As is typical of the range “profession”, a term I use loosely, proponents of range management see ranchers as their constituency, not the general public.
So it’s not surprising that Ms. Launchbaugh only tells half of the story about the negative impacts of livestock grazing. Now for the rest of the story.
First, Launchbaugh asserts that “grazing has always been part of sagebrush ecosystems”. This is a half-truth. Yes, ground squirrels, grasshoppers, jackrabbits and other smaller animals, along with modest herds of deer and pronghorn have always grazed sagebrush ecosystems, but throughout most of the Great Basin including southern Idaho, large herds of grazing bison were rare or absent. As a consequence, native grasses and soils are intolerant of grazing pressure.
Another example of a half-truth is Launchbaugh assertion that livestock can reduce cheatgrass through grazing. It is misleading because of the short time window when livestock will consume cheatgrass.
Livestock will eat cheatgrass early in the season while it is green. This is usually no more than 2-4 weeks. Most ranchers are unwilling to go through the collecting and transport of their cattle out to a site to graze it for such a short time.
Furthermore, since cattle will tend to graze the more desirable native grasses first, if there are any of these plants left on a site, they suffer from overgrazing.
Third, cheatgrass is favored by soil trampling and destruction of soil crusts—something that cannot be avoided, especially if cattle are bunched up to target grazing of cheatgrass.
Then she compounds all her previous flawed assertions by suggesting that grazing can prevent large range fires. Sure, if you graze a pasture down to a golf course with inch-high stubble, fires are less likely to spread.
However, rangelands that are depleted to stubble provide no hiding cover for wildlife and reduce forage that might support native wildlife. Native plant species suffer and soil is compacted. And any grazing that is that so severe so as to reduce grasses to stubble will invariably trample biocrusts, wetlands and riparian areas.
Plus, again Launchbaugh is misleading when she suggests that the Murphy Fires halted when they reached “grazed pastures.” That is not the same as “sagebrush ecosystems which have more than grass. In a sagebrush ecosystem, the other plants including sagebrush and forbs are still equally flammable.
And what Launchbaugh also fails to mention is that nearly all large range fires like the Murphy and Soda Fires that charged southern Idaho were burning under extreme fire weather conditions of high temperature, low humidity, drought and high winds. Under such conditions, wildfires will burn through, over and around any “fuel reductions.” Under less than extreme conditions, it is relatively easy to suppress wildfires, indeed, many will simply go out without any suppression.

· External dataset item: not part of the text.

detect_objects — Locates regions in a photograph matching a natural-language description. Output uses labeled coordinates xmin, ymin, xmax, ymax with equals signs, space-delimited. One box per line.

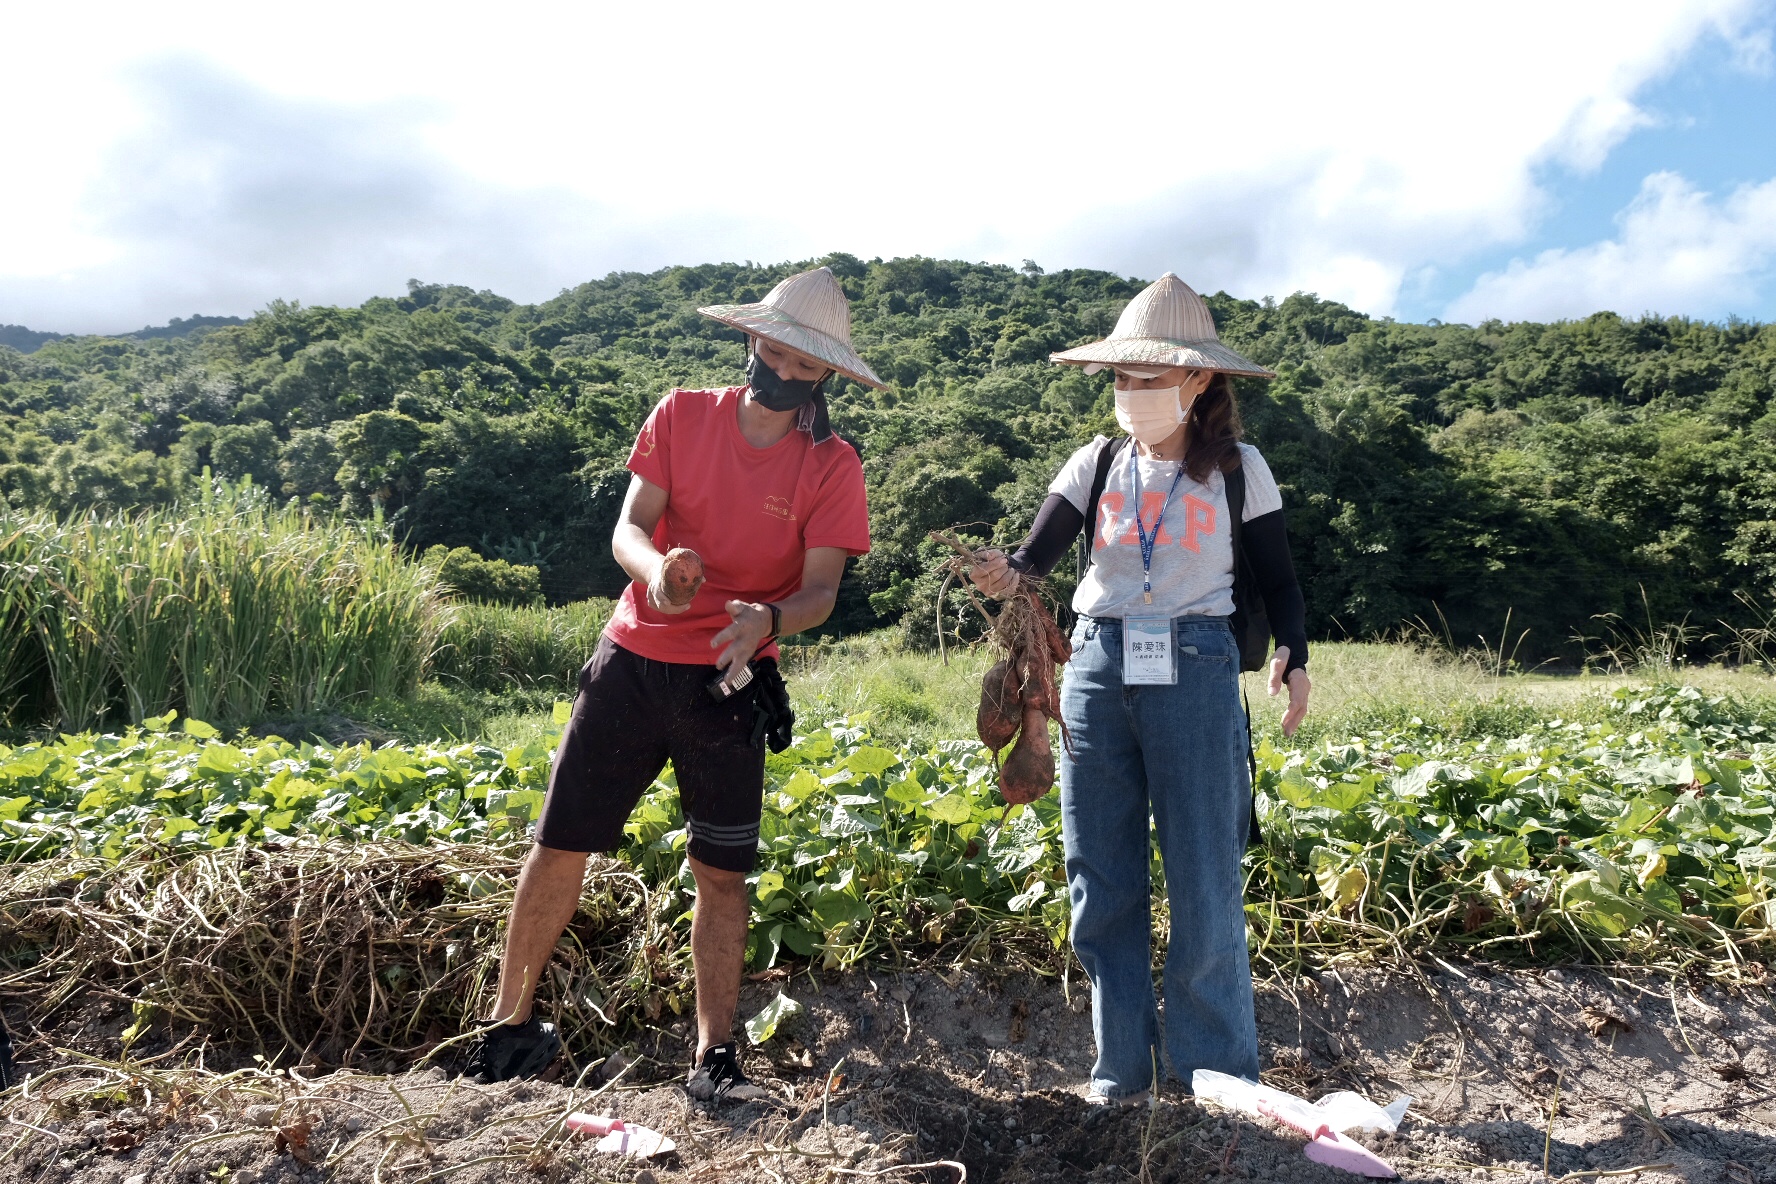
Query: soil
xmin=4 ymin=960 xmax=1775 ymax=1184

This was acknowledged by some Arizona range researchers (Bruegger et al.) who, like Launchbaugh, were promoting targeted grazing as a means of halting range fires. At the final paragraph of their paper, after they had effectively sold the idea that grazing could be used to alter fires, the authors admitted that grazing basically only worked under less than extreme fire conditions. They concluded: “Although it is a promising tool for altering fire behavior, targeted grazing will be most effective in grass communities under moderate weather conditions.”
There were many other misleading statements by Launchbaugh. Just remember who she works for. And it’s not the public. She uses public funds, including her salary, to promote the private profits of the livestock industry.